I don't understand the proof of ‖x‖2=‖xT‖2.
I know you can use the Cauchy-Schwartz inequality and that you can prove it by first showing ‖xT‖2 ⩽ ‖x‖2 and then ‖x‖2 ⩽ ‖xT‖2. I get proving both inequalities implies that ‖x‖2=‖xT‖2.
Though I don't get how the Cauchy-Schwartz inequality is used to proves this. I would really appreciate getting a step by step on how you get to it, because I simply don't understand.
First of all, we should understand exactly what the definition of $\|x^T\|_2$ is in this context. Whereas $\|x\|_2$ is simply the Euclidean norm of $x$, $\|x^T\|_2$ refers to the "operator norm" or "induced norm" of the matrix $x^T$. That is, $$ \|x^T\|_2 = \max_{\|y\|_2 = 1} \|x^Ty\|_2 = \max_{\|y\|_2 = 1} |x^Ty| $$ (see note below for $\|x^Ty\|_2$ vs $|x^Ty|$). The Cauchy-Schwarz inequality tells us that for any particular $y$ with $\|y\|_2 = 1$, we have $$ |x^Ty|_2 \leq \|x\|_2\,\|y\|_2 = \|x\|_2 \cdot 1 = \|x\|_2. $$ It follows that the maximum $\max_{\|y\|_2 = 1} |x^Ty|$ that we are interested in is at most equal to $\|x\|_2$. That is, $\|x^T\|_2 \leq \|x\|_2$.

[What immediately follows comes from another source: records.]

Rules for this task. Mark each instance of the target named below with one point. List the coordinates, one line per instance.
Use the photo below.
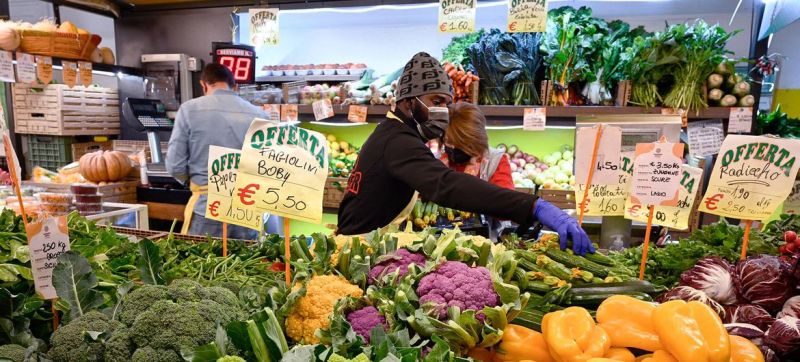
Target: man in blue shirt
(219, 118)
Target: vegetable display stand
(57, 110)
(334, 191)
(58, 44)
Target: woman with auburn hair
(466, 149)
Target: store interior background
(385, 37)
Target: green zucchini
(575, 261)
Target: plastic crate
(50, 152)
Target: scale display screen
(240, 59)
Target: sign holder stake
(582, 208)
(646, 245)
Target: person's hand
(566, 227)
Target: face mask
(456, 155)
(434, 127)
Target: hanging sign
(322, 109)
(656, 174)
(705, 138)
(85, 71)
(264, 29)
(740, 120)
(26, 68)
(527, 16)
(606, 167)
(69, 73)
(47, 239)
(534, 119)
(674, 217)
(753, 175)
(457, 16)
(608, 200)
(6, 67)
(282, 171)
(44, 69)
(357, 114)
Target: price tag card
(289, 113)
(534, 119)
(47, 239)
(606, 169)
(69, 73)
(264, 27)
(85, 71)
(273, 111)
(527, 16)
(223, 166)
(6, 67)
(656, 174)
(282, 172)
(26, 68)
(357, 114)
(705, 138)
(674, 217)
(457, 16)
(607, 200)
(753, 175)
(44, 69)
(740, 120)
(322, 109)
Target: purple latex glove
(566, 227)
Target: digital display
(240, 59)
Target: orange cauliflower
(312, 311)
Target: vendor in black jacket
(395, 163)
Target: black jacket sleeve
(408, 159)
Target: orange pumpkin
(104, 166)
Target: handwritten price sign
(675, 217)
(282, 171)
(457, 16)
(608, 200)
(47, 239)
(527, 16)
(752, 176)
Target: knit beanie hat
(423, 75)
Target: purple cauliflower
(454, 284)
(401, 259)
(365, 319)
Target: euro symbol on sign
(245, 193)
(711, 202)
(213, 208)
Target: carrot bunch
(461, 81)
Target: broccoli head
(365, 319)
(12, 352)
(455, 284)
(399, 262)
(71, 342)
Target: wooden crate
(58, 110)
(334, 191)
(80, 149)
(121, 192)
(562, 199)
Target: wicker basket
(58, 44)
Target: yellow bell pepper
(620, 354)
(629, 323)
(520, 343)
(572, 335)
(742, 350)
(692, 332)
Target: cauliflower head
(312, 311)
(455, 284)
(69, 342)
(365, 319)
(401, 260)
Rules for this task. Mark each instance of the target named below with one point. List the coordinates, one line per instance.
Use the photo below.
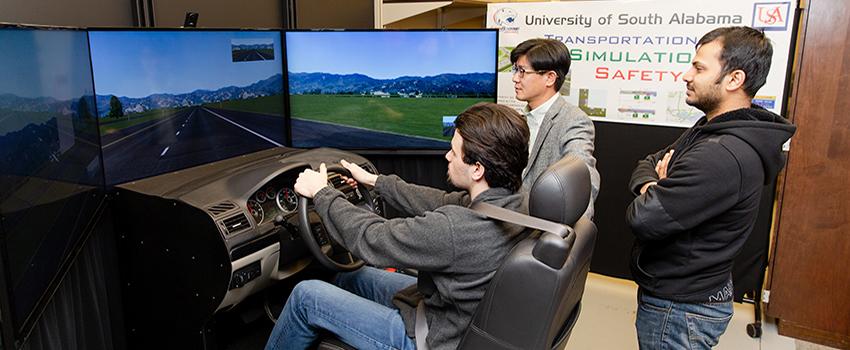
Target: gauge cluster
(270, 201)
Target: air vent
(221, 208)
(369, 167)
(236, 224)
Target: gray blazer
(566, 129)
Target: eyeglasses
(521, 71)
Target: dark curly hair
(746, 49)
(497, 137)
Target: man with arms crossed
(557, 128)
(697, 199)
(457, 247)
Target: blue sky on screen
(44, 63)
(387, 55)
(142, 63)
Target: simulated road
(189, 137)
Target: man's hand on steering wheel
(358, 174)
(310, 181)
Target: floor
(608, 315)
(606, 322)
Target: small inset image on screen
(169, 100)
(385, 89)
(252, 50)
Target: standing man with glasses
(558, 128)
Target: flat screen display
(168, 100)
(51, 175)
(385, 89)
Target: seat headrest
(562, 192)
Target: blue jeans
(663, 324)
(357, 308)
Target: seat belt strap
(513, 217)
(421, 331)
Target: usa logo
(505, 17)
(772, 15)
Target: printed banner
(628, 57)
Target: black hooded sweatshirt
(691, 225)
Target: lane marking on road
(134, 134)
(244, 128)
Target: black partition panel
(51, 175)
(618, 149)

As for the other direction of the inequality, I'm not sure how one can get this by using Cauchy-Schwarz again. One approach is simply to note that there is a unit vector $y$ such that $|x^Ty| = \|x\|_2$, meaning that $\max_{\|y\|_2 = 1} |x^Ty| \geq \|x\|_2$. To that end, we can consider $y = x/\|x\|_2$, and find that $$ |x^Ty| = \frac{x^Tx}{\|x\|_2} = \frac{\|x\|_2^2}{\|x\|_2} = \|x\|_2. $$ So, we can indeed conclude that $\|x^T\|_2 = \|x\|_2$.

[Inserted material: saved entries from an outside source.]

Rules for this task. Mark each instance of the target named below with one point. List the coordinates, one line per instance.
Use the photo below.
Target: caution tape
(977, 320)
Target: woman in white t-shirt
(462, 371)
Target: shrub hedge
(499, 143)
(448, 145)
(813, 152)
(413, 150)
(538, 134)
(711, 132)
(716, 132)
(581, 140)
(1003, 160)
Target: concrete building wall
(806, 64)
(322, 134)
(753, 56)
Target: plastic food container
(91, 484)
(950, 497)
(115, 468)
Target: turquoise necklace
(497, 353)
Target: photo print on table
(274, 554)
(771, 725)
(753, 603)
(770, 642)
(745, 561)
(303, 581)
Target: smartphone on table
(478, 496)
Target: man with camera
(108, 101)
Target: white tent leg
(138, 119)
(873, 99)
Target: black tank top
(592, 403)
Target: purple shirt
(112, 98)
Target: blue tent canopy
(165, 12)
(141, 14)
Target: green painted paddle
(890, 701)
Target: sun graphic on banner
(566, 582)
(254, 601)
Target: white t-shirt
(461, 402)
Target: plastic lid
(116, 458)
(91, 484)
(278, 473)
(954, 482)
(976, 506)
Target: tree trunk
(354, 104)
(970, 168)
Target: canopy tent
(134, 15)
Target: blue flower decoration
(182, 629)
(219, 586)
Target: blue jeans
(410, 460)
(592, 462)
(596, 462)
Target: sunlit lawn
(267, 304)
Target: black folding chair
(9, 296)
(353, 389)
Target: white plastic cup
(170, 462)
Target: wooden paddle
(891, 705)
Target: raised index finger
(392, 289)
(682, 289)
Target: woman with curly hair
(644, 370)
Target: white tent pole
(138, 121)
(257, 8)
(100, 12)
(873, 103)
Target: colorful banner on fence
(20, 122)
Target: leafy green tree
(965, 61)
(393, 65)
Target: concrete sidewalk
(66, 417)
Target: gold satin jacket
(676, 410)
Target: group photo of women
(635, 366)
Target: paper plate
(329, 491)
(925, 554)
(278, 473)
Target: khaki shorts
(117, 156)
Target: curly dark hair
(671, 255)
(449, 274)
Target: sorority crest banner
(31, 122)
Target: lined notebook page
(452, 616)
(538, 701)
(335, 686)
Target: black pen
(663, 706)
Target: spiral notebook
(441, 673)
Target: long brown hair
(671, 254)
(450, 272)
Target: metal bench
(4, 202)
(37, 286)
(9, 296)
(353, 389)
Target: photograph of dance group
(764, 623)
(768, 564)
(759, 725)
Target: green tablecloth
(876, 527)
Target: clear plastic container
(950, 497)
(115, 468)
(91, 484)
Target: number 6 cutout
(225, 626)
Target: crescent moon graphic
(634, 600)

Note: In the expression $\|x^Ty\|_2$, $x^Ty$ is a vector in $\Bbb R^1$ corresponding to the linear map from $\Bbb R^n$ to $\Bbb R^1$ that is encoded by $x$. In the expression $|x^Ty|$, we are considering the single entry of this entry of this vector as a number and taking the absolute value of this number. Whether these are meaningfully distinct is a matter of philosophy.